Federal drug trial begins for weight-loss physician

Keenan charged with attempting to manufacture Ecstasy in condo


News from around the Baltimore region

April 19, 2005|By Matthew Dolan | Matthew Dolan,SUN STAFF

According to his defense attorney, Dr. Robert M. Keenan, the diet doctor charged with running a large-scale drug lab, is simply misunderstood.

A so-called Ecstasy cookbook found inside the doctor's Fells Point condo was not evidence of drug dealing, Michael E. Kaminkow told jurors at the start of Keenan's trial yesterday.

The defense attorney told jurors that Keenan, 45, has published scores of research papers on illegal drugs and once worked for the National Institute on Drug Abuse.

"This case has `reasonable doubt' written all over it," he told a jury in U.S. District Court in Baltimore.

The prosecutor, however, drew a picture in his opening statement of a physician who made his name promoting pills as the key to weight loss but secretly operated an illegal drug lab out of his Baltimore home.

Authorities said they raided Keenan's half-million-dollar Fells Point home to find a green liquid precursor to Ecstasy "oozing from one end" of a sealed pipe in his heated oven.

Police said they found a lab manual in his bathroom, a virtual cookbook for manufacturing illegal drugs at another nearby residence and another chemistry article inside his office at Elite Weight Management Center in Towson. Assistant U.S. Attorney George L. Russell III said that Keenan's fingerprints also were found on papers detailing how to make Ecstasy.

In testimony yesterday, John Jendrek, the Baltimore City narcotics detective assigned to the case, described a balance sheet believed to belong to Keenan. It appeared to show more than $1.3 million in drug sales in six months, funding the purchase of a Porsche, a Caribbean vacation and a Baltimore County house.

The last entry in April 2004 listed $500,000 in drug sales and no expenditures. The only comment listed was "move south."

It was unclear from court testimony whether the ledger's entries were only for drug sales involving Ecstasy. Keenan, who was licensed to distribute drugs such as phentermine for weight loss, is charged with conspiring to make Ecstasy and attempting to produce it.
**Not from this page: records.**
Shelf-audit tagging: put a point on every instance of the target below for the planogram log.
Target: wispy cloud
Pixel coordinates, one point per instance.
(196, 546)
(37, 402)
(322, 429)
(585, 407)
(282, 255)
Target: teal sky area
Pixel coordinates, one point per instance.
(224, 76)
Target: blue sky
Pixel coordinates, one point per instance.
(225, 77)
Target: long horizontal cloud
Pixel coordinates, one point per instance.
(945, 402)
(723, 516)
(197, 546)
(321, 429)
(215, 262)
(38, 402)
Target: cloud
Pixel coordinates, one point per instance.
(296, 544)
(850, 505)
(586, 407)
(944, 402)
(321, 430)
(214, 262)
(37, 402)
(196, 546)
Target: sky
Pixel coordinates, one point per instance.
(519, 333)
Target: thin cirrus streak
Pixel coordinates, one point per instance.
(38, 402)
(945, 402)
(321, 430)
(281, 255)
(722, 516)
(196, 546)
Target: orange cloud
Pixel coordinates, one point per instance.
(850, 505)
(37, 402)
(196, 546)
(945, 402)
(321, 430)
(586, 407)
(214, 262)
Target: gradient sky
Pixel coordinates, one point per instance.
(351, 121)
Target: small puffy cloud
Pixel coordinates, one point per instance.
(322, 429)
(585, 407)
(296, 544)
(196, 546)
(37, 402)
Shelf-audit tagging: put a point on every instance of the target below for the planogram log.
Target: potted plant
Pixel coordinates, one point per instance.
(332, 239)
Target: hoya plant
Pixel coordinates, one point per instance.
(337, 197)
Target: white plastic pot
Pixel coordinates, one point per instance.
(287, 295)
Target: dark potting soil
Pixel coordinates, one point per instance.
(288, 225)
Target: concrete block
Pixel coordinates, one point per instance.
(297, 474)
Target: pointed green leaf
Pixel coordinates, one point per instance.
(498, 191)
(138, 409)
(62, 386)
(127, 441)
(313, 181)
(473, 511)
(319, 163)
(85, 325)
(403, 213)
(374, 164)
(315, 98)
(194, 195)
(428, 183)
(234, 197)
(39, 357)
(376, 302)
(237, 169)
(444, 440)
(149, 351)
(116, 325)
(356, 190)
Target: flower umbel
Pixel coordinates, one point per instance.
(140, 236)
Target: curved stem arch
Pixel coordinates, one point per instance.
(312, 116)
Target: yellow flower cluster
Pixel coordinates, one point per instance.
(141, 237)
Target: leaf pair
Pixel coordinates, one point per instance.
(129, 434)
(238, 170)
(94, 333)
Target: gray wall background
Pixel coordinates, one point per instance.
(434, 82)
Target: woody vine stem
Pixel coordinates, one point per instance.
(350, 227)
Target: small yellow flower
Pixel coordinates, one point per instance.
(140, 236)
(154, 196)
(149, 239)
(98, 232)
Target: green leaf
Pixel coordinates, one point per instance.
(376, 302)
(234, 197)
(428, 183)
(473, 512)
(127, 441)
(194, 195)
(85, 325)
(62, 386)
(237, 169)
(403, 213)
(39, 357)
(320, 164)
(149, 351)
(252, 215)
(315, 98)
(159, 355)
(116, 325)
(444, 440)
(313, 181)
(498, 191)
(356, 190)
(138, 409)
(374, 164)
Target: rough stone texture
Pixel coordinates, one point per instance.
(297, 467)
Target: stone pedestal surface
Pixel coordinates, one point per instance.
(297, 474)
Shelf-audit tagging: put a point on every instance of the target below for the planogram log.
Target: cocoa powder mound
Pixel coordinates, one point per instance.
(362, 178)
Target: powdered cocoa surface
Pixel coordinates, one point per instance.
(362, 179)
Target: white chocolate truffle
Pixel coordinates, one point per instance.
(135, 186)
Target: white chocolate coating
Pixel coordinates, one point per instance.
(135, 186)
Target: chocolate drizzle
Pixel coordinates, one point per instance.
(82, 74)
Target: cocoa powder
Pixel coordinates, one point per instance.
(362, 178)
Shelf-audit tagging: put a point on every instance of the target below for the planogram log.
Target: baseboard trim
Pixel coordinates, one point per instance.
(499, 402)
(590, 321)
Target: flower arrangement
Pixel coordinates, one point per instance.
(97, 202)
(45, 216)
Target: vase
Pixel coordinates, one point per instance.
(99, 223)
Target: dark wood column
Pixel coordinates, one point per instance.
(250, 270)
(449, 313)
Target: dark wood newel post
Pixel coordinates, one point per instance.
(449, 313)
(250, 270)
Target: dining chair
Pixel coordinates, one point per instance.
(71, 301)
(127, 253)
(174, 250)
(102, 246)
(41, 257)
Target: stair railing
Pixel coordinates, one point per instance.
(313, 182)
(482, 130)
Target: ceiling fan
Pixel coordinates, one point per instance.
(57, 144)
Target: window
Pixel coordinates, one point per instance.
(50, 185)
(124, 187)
But prosecutors have not provided evidence to support how much he is alleged to have produced.

No Ecstasy was seized at his homes, according to court papers.

The criminal proceedings against Keenan are expected to last up to 1 1/2 weeks.

Prosecutors said that Keenan's arrest stemmed from a tip from a man described in court documents as a cocaine dealer turned confidential informant who told police he helped assemble the Ecstasy ring.

After Baltimore police and federal agents forced their way into the home in the 900 block of Fell St., "Keenan admitted that the Phentermine was his and that he was making pills but that he knew nothing about the metal pipe in the stove," prosecutors wrote in the court documents.

The informant, Jeffrey Saffell, could present credibility issues for prosecutors when he testifies as expected.

He told police about Keenan's alleged drug operation days after Saffell was arrested and charged with dealing cocaine while on supervised release for an earlier drug conviction.

In his statement, Kaminkow described Saffell as a man who "thought he had a license" to break the law. He said Saffell and Keenan had never met.

Characterizing the evidence against his client, Kaminkow told the jury: "Things aren't always what they seem."